Crossing her arms, Roni said, “Just her guy, Kenneth Bay. He called himself her emissary.”

“I know him. His father, Roger Bay, was the man I dealt with on the few occasions Yal-hara reached out to us.”

“If you worked with them before, then you should know whether I can trust them.”

He chuckled. “You most certainly cannot trust them. But that does not mean they have lied to you. Yal-hara has been stuck here for a long time, and she wants to find her way back to her world. That much is true. Whether the kyolo stones can save her, whether they can help you, I do not know. I doubt Yal-hara knows for sure, either.”

“So this is all a gamble?”

“Perhaps a better way to say this would be that Yal-hara is making a highly educated guess.”

Roni walked to the couch and slumped into its lumpy cushions. “Then I have to try, right? I have to go to this Book on the Isle and get some of those kyolo stones. And I have to prepare myself for the fact that it might not work — at least, not for me.”

“The Book on the Isle leads to a wondrous place.”

“Waterfield wrote that it’s a paradise.”

“Indeed, it is. Possibly the most extraordinary world I’ve ever seen. Yet such worlds of beauty and peace can do more harm than the dark, evil worlds.” Elliot’s gaze lowered. “A world of paradise gives hope. And hope — real, pure hope — is destined to be destroyed.”

“Maybe,” she said, a dread excitement building as a bonfire grows from a single flame. “But knowing the place is real, confirming it because you’ve been there, that sort of means I have to go now.

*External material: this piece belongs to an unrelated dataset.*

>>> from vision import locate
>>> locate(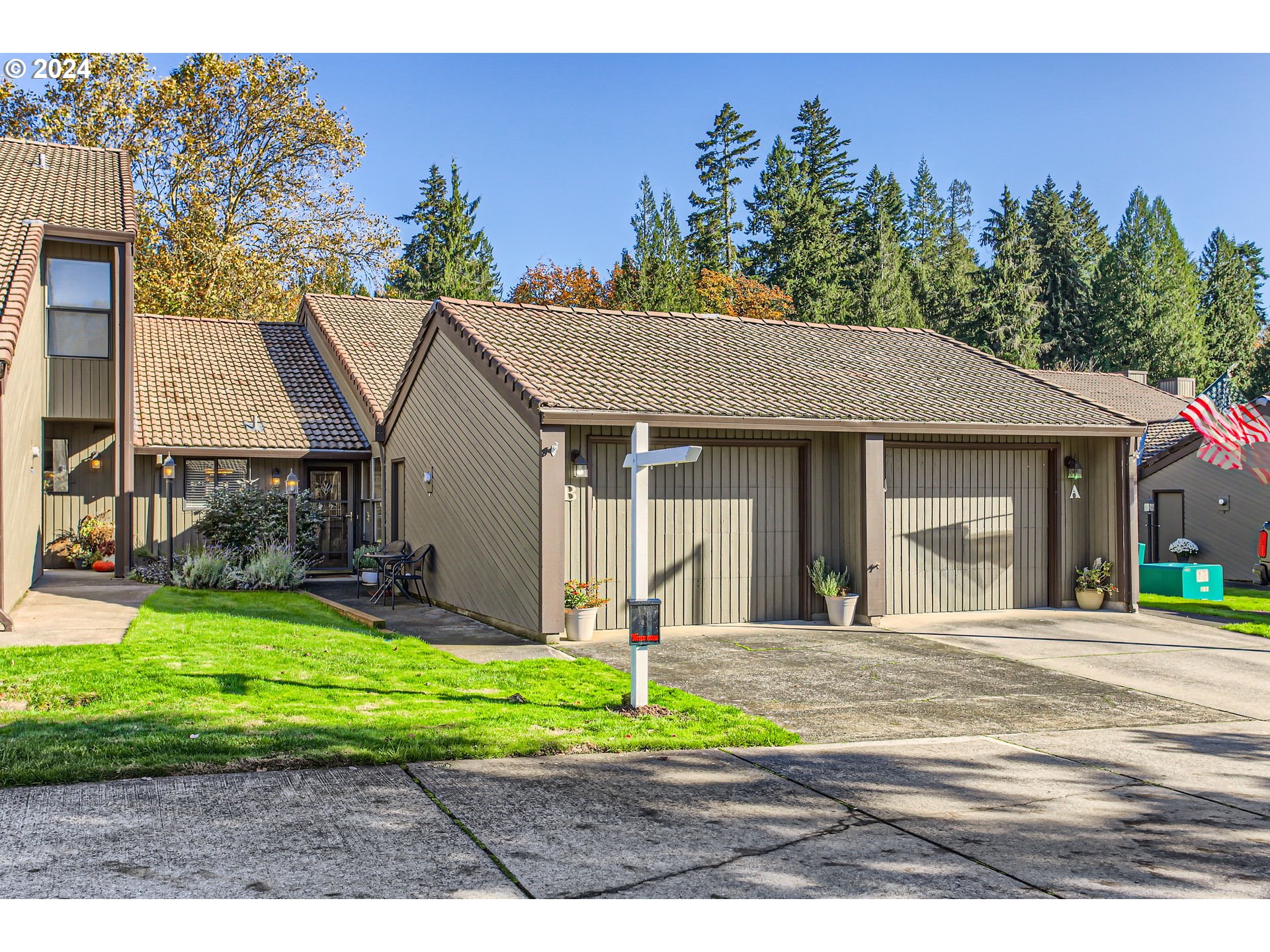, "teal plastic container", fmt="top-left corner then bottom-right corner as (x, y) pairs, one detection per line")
(1138, 563), (1226, 602)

I can’t turn away. I have to try — for Yal-hara and for myself.”

Roni heard a high-pitched whine followed by a pop similar to the one earlier. Elliot shuffled toward the front door. “The spell is done,” he said.

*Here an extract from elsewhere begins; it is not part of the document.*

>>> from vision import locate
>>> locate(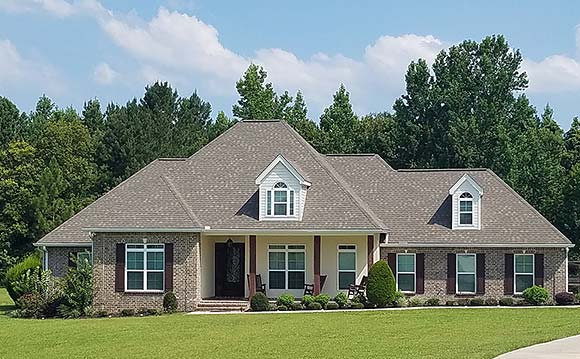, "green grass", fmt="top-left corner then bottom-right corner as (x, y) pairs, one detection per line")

“Thank you for telling me this. It’s going to help me make this decision.”

“Do not lie to yourself. You have already made that decision.”

“I suppose I did. That’s it then. I’m going to the Isle.”

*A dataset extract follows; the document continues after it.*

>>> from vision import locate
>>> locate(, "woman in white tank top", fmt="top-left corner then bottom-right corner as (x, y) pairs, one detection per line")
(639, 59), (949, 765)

“Good. I assumed as much when you first mentioned the Isle. That is why I have taken the liberty of packing supplies for the trip. We should get started right away.”

“We?”

“I expect you to come along. It would be too lonely to do it by myself. Now, get some clothes together and we will be off.”

Roni grinned. “Shouldn’t we sleep on it? I mean, I could use some rest before hiking into a cavern for days.”

“The longer we wait, the more likely that Gram and Sully will attempt to stop us. Who do you think I was casting that spell against? Gram has very strong feelings about this subject, and she will not want me going to the Isle. So, we must be on our way. If you are too tired, we will find a place to rest once we are out of Gram’s reach. Okay? Good. Now, let us begin.”